Dairy Farm, which runs more than 5,800 supermarkets and health and beauty stores as well as other retail outlets across Asia, will also collaborate with Yonghui in areas including procurement, fresh food processing and store development, according to the statement. Yonghui Superstores operated 288 hypermarkets and supermarkets across 17 provinces as of end-2013, it said.

The hypermarket industry in China is forecast to grow 39 percent to 862 billion yuan in 2016 from last year, according to researcher Euromonitor International. The purchase of the Yonghui stake, Dairy Farm’s largest deal ever according to data compiled by Bloomberg, comes as a slowing economy and increased competition prompt consolidation in China’s retail industry.

Regionalized Market

Fujian province-based Yonghui is China’s fifth-largest hypermarket company with a 4.6 percent market share last year. China Resources Enterprise Ltd. and Sun Art Retail Group Ltd., a joint venture between Taiwan’s RT-Mart and Groupe Auchan SA, are the largest with 14 percent each, according to Euromonitor’s data.

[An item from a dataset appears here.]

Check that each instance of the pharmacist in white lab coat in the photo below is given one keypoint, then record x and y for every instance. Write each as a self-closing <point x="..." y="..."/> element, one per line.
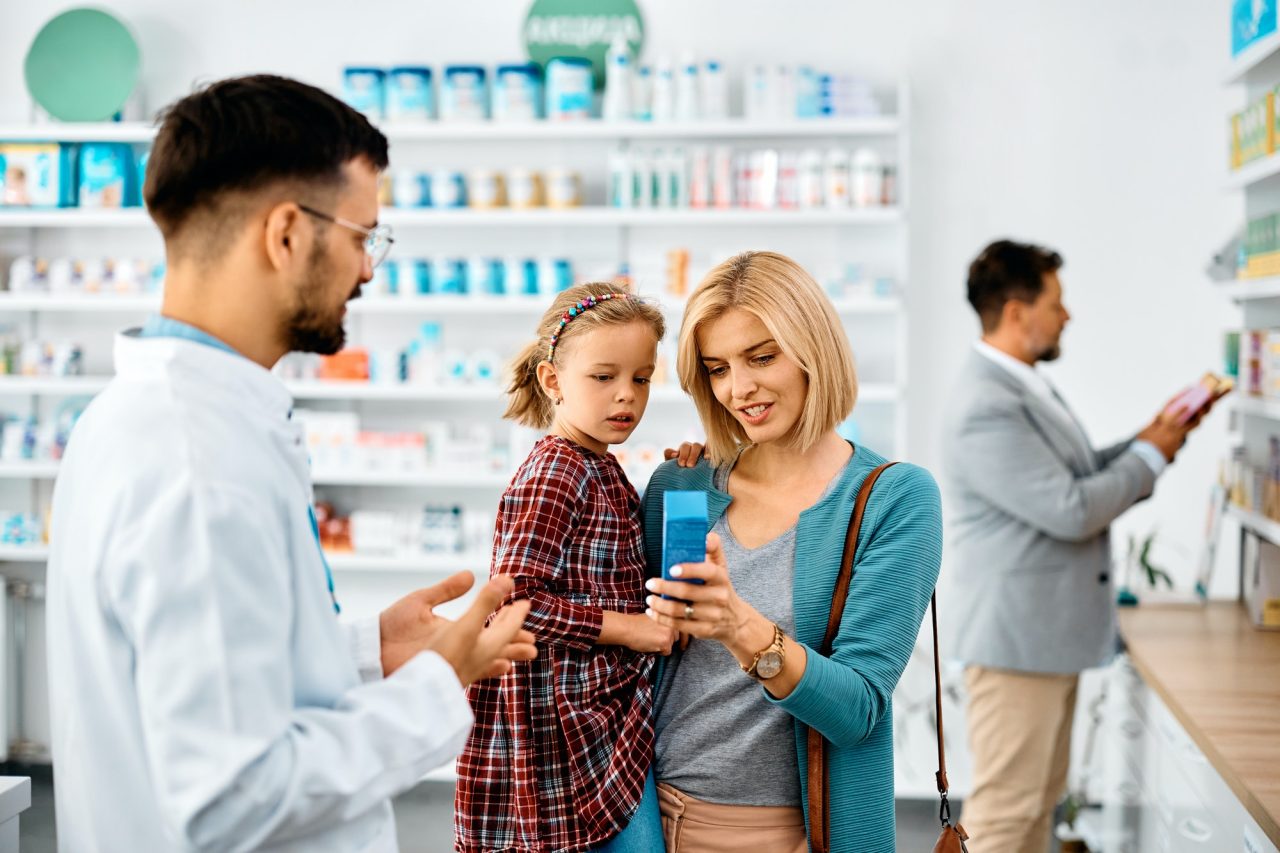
<point x="204" y="693"/>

“Although China’s grocery retail market is very regionalized and competitive, Yonghui has done well over the last three years,” said Zhibin Yeo, an analyst with CIMB Securities Singapore. “This buyout gives Dairy Farm exposure to a growing China grocery retail market.”

The investment also allows the Dairy Farm to diversify its sales as the company faces challenges in a competitive Southeast Asian market, Yeo said.

Tesco Plc, the largest U.K. retailer, said in October it would pay about $558 million to merge its more than 130 stores in China into a joint venture with Hong Kong-listed China Resources Enterprise. The same month, Wal-Mart Stores Inc. said it would add as many as 110 stores from 2014 to 2016 in China, while shutting some outlets and remodeling dozens more as the world’s largest retailer overhauls its business in the country.

Shares of Yonghui were suspended from trading in Shanghai since Aug. 6, after rising 10 percent to 7.31 yuan since the start of the year. The benchmark Shanghai Composite Index increased 4.8 percent over the same time period.

The Singapore-listed shares of Dairy Farm, which operates the Wellcome supermarket chain in Hong Kong and 7-11 convenience stores in Singapore, Hong Kong and Guangdong province, ended 1.7 percent higher yesterday at S$10.17, extending this year’s gain to 7.1 percent.